Aug 16, 2013 by Victoria Noe, in Facebook , Friend Grief , Grief , internet , R.I.P. trolls , social media , tribute pages , Twitter
Many people have found Facebook and other social media sites to be helpful as they grieve. Information about a person’s death is easily disseminated, along with funeral arrangements. Its efficiency is a blessing for the families, because it eliminates the need to make dozens of emotional phone calls.
Tribute pages are set up by family and friends, as a way for people to express their grief and share memories of the person who died. Not everyone can attend a funeral or memorial service, and this gives them the opportunity to give comfort to those left behind.

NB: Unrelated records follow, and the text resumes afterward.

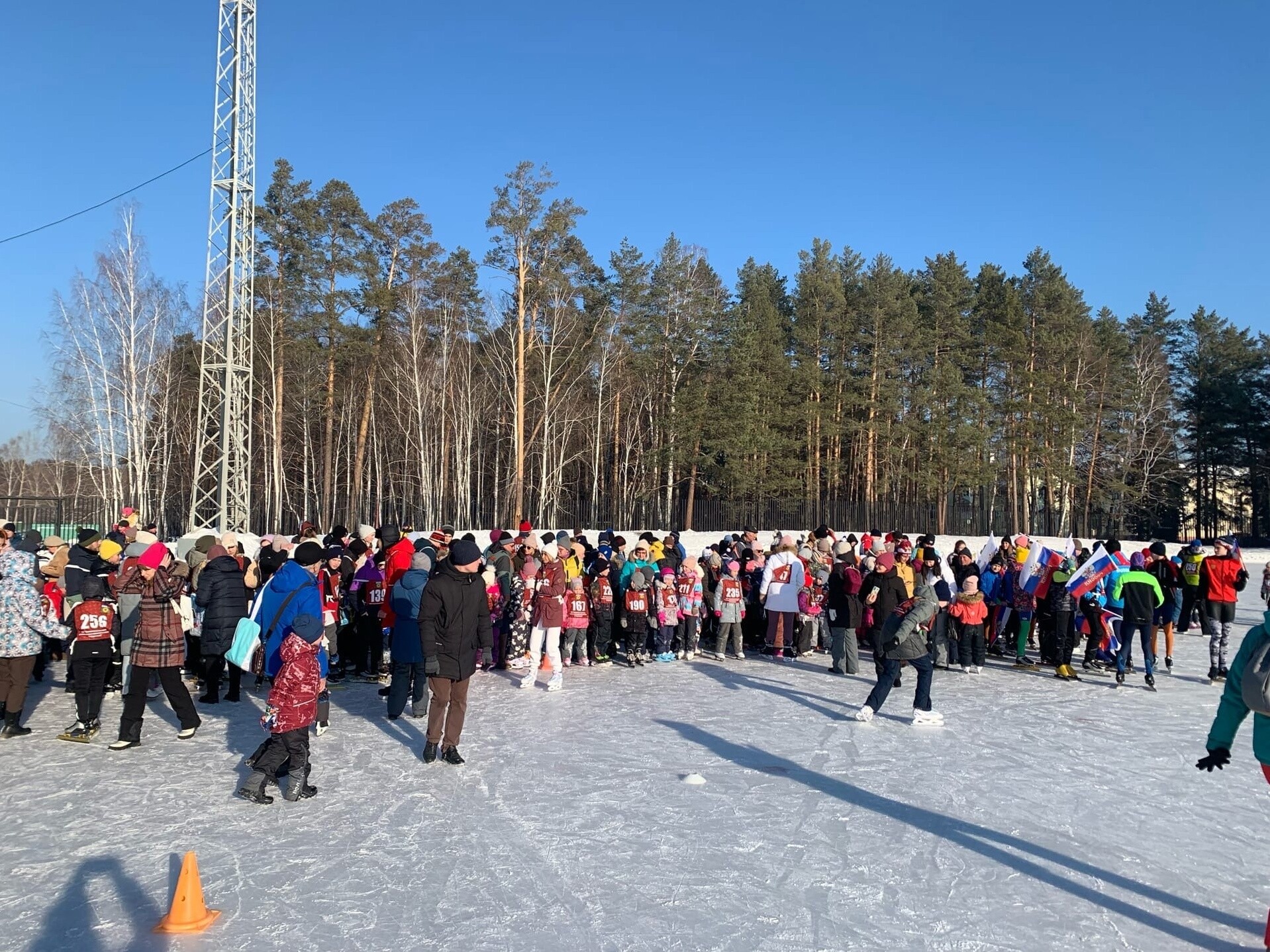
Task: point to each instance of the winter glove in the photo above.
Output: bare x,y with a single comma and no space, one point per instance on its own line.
1217,757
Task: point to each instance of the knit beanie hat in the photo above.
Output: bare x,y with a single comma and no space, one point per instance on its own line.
464,552
93,588
153,556
308,553
308,628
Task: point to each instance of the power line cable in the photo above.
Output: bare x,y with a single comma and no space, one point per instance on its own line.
92,207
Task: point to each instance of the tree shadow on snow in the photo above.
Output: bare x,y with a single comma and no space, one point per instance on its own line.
991,844
70,922
736,681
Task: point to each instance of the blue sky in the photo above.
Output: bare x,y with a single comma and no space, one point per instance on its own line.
1128,138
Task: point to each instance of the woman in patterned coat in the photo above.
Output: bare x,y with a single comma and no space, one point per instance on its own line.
158,645
23,628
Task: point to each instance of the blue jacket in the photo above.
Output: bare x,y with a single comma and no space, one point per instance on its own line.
404,600
287,579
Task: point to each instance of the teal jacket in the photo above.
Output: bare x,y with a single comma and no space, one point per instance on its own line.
1232,710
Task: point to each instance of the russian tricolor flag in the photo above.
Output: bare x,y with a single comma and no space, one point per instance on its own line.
1038,571
1089,575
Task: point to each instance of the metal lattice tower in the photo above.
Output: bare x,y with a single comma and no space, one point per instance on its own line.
222,461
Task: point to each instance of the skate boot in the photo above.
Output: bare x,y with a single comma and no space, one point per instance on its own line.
253,788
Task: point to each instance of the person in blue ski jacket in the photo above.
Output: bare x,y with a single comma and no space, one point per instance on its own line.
300,575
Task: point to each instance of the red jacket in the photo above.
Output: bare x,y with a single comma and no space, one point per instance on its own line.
1220,575
397,563
549,600
294,700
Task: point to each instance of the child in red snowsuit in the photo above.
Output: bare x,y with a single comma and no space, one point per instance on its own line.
291,708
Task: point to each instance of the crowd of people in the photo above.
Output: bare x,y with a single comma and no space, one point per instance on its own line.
420,614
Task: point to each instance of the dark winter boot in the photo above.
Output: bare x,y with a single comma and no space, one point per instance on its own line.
12,729
253,788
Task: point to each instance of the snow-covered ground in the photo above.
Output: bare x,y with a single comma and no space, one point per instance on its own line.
1044,815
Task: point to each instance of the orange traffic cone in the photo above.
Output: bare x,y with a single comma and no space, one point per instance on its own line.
188,913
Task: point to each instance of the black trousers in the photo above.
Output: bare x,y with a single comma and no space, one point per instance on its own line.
135,700
214,673
367,645
1065,635
604,626
89,686
289,749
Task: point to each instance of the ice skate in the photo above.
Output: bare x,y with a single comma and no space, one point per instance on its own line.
253,788
928,719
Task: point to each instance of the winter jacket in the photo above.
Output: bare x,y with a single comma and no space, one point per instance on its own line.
397,563
1231,711
158,640
629,567
891,595
1059,598
577,610
689,587
549,599
23,622
290,578
79,567
729,600
1140,595
842,597
667,600
1223,578
454,621
968,610
783,578
903,634
404,599
222,597
269,563
294,698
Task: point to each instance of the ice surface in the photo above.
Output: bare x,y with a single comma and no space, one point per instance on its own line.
1044,815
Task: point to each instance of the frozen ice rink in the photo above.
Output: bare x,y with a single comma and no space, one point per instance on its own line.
1044,815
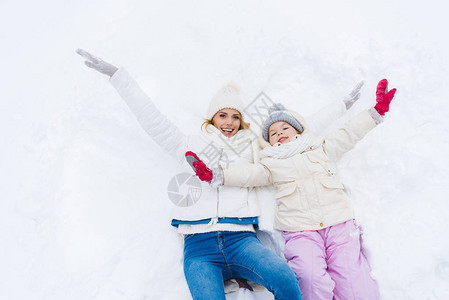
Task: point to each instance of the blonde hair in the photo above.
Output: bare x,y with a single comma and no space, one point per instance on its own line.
207,122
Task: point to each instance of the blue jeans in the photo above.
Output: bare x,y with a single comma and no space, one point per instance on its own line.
213,257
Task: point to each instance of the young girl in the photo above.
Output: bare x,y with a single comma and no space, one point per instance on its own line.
217,223
322,240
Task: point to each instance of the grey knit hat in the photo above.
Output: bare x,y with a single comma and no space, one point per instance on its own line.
276,113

There is a phenomenon called “R.I.P. trolling”. People go onto a page – even a tribute page – often anonymously. They don’t know the person who died. But they post jokes and make fun of the person who died, even celebrating their death. They’re not just on Facebook: you’ve probably seen them on Twitter.
A suburban Chicago couple was warned to stay off the internet after their 15 year old son drowned in Lake Michigan last month: strangers were posting cartoons of people drowning with lots of LOLing.
Facebook issued a statement on R.I.P. trolls:
"Sometimes, just like in the offline world, people can say or do things that are offensive and in extremely poor taste — even in the wake of a terrible tragedy," the statement said. "When this happens, Facebook users are quick to report the offensive content, and we are quick to respond."
If you see this kind of behavior, obviously, report it immediately.
Everyone has the option of limiting who can comment on their Facebook page (I’m limiting the discussion here to Facebook – this happens on Twitter and other social media platforms). But that’s hard to do if it’s your page and you’re dead.
R.I.P. trolls defend themselves by saying they’re countering what they see as insincere condolences posted online by people who didn’t know the deceased.
It bothers you so much that strangers are offering their condolences that your response is to ridicule the person who died?
I’ve been trying to come up with an opinion I can post here, but I’m not having much luck. Maybe you can find the words.